Chief Joseph (Nez Perce) 1840-1904

In terms of the amount of literature and biographies written about him, Nez Perce Chief Joseph is one of the most popular, respected, and yet misunderstood of all the Native American leaders of the 19th century.  There were five bands of Nez Perce, and Joseph's band wintered in western Idaho and spent glorious summers grazing their beautiful horses in the verdant grasslands of the Wallowa Valley in north-eastern Oregon.  When Joseph and his younger brother Ollocot refused to give up their homeland and move to reservations, the United States Army moved against them in 1877 in a series of battles—all won by the Nez Perce—as they trekked 1700 miles through the West in an attempt to reach Canada.  On the last day of fighting—just 20 miles from the border—Ollocot and other war leaders of the band were killed.  Thus, only Joseph was left to ride out to surrender.  It was in this speech of surrender that he is purported to have said "I am weary of fighting.  From where the sun now stands, I will fight no more forever."
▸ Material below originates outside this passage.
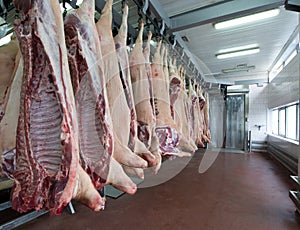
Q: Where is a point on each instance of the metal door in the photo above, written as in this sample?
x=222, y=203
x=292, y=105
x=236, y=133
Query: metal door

Joseph was always of gentle disposition, with no animosity toward the white men, even as they were taking The Wallowa away from the Nez Perce.  To his dying day in 1904 (at the age of 64) he appealed to the U. S. Government and to anyone who would listen, in an effort to return to his beloved homeland.

This bronze tribute to Joseph was done to honor his cause and memory.  He was truly a great human being.